Atwood, an employee of Trinity Health International which has been managing 177 now for 17 years, said that “the US government is failing miserably in fulfilling its responsibility to the four atolls. This is ultimately their responsibility.”

“Even before the Compact existed,” she explained, “under the Burton Bill, which says this health care program would continue regardless of changes in government, structure, or relationship, unless otherwise specifically terminated by an act of Congress, basic health care services for the nuclear test-affected atolls was to be provided by the US in perpetuity.”

Already, significant pay cuts by 177 doctors and cuts to its staff have been necessary, with still more cuts anticipated, according to Atwood. Under a “bare bones operating budget” for FY2005 requested by Foreign Affairs Minister Gerald Zachios and Health Minister Alvin Jacklick, “the Ministry of Health will have to absorb the costs for tertiary care (off island referrals) and secondary care” on Majuro for medical treatment to eligible residents of the four atolls, she said. The decreased budget in FY2005 would still place doctors in Majuro and each of the four nuclear test-affected atoll populations, she added.

“I think the DOI, DOE, and US government shirked their responsibility. And I hope that the program can continue at a level of funding closer to the level in the past after the US elections.”

According to Minister Jacklick, among the RMI government’s primary objectives in addition to ensuring the continuation of the 177 program is getting the changed circumstances (nuclear test compensation) petition advanced.

A US Congressional hearing on the petition is expected to take place in the early part of 2005, according to Minister Zachios in his report to Nitijela last week.

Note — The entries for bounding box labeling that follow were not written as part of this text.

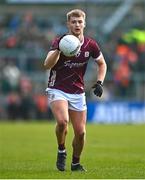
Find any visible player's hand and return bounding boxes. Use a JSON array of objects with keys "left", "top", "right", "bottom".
[{"left": 92, "top": 81, "right": 103, "bottom": 97}]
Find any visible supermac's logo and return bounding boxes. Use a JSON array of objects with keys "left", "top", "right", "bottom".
[{"left": 64, "top": 60, "right": 87, "bottom": 68}]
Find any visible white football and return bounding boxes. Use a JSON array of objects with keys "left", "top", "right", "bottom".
[{"left": 59, "top": 35, "right": 81, "bottom": 57}]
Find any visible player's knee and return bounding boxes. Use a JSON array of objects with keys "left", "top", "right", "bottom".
[
  {"left": 78, "top": 131, "right": 86, "bottom": 141},
  {"left": 57, "top": 120, "right": 67, "bottom": 131}
]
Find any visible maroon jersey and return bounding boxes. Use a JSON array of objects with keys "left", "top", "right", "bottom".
[{"left": 48, "top": 37, "right": 101, "bottom": 94}]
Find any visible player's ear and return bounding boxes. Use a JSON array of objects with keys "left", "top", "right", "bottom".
[{"left": 66, "top": 21, "right": 69, "bottom": 28}]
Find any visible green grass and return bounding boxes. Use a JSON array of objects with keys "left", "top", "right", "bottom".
[{"left": 0, "top": 122, "right": 145, "bottom": 179}]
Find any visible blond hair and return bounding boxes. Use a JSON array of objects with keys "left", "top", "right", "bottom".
[{"left": 66, "top": 9, "right": 86, "bottom": 21}]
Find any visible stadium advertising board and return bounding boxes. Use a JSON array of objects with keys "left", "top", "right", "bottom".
[
  {"left": 87, "top": 101, "right": 145, "bottom": 124},
  {"left": 6, "top": 0, "right": 85, "bottom": 4}
]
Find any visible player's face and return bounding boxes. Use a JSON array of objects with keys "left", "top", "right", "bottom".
[{"left": 67, "top": 17, "right": 85, "bottom": 36}]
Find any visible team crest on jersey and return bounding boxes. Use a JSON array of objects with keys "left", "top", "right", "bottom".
[{"left": 85, "top": 51, "right": 89, "bottom": 57}]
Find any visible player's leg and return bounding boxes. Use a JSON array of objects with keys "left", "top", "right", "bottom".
[
  {"left": 51, "top": 100, "right": 69, "bottom": 171},
  {"left": 69, "top": 110, "right": 86, "bottom": 171}
]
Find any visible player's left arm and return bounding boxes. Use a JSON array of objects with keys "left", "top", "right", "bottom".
[
  {"left": 96, "top": 53, "right": 107, "bottom": 83},
  {"left": 92, "top": 53, "right": 107, "bottom": 97}
]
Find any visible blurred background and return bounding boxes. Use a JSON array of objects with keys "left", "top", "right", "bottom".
[{"left": 0, "top": 0, "right": 145, "bottom": 123}]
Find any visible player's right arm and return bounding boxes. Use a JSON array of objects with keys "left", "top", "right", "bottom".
[{"left": 44, "top": 49, "right": 60, "bottom": 69}]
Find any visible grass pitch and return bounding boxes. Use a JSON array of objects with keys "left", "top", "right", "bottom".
[{"left": 0, "top": 122, "right": 145, "bottom": 179}]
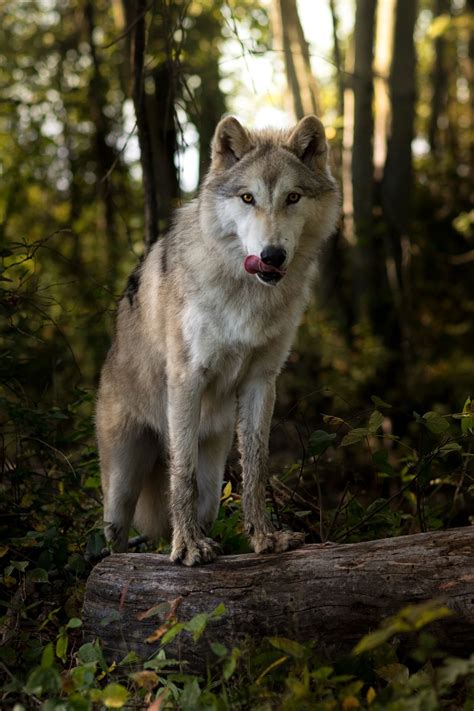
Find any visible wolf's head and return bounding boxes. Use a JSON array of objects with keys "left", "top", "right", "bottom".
[{"left": 201, "top": 116, "right": 339, "bottom": 285}]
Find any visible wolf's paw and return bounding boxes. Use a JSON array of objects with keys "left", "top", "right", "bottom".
[
  {"left": 104, "top": 521, "right": 128, "bottom": 553},
  {"left": 251, "top": 531, "right": 305, "bottom": 553},
  {"left": 170, "top": 538, "right": 221, "bottom": 566}
]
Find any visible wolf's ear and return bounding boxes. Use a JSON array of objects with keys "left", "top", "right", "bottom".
[
  {"left": 212, "top": 116, "right": 252, "bottom": 170},
  {"left": 288, "top": 116, "right": 328, "bottom": 170}
]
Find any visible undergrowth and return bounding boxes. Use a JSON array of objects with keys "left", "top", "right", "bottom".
[{"left": 0, "top": 388, "right": 474, "bottom": 711}]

Outer island doctors a financial success

The 177 Health Care Program provides not only basic health care to nuclear test-affected communities in the RMI, but acts as a model for the Ministry of Health’s primary care initiative, whereby the Ministry provides a wide range of medical services on site to outer island communities in order to avoid costly medical evacuations while improving the quality of health care available to these communities.

According to Deborah Atwood, this initiative thus far used in the four atolls has “more than paid for physician salaries on money saved” for medical evacuations and cost for flying out doctors to the outer islands for one week at a time four times a year.

Now the communities under this initiative “have the ability to access these doctors 24 hours a day, seven days a week, and it has made a huge difference in the quality of health care,” she said.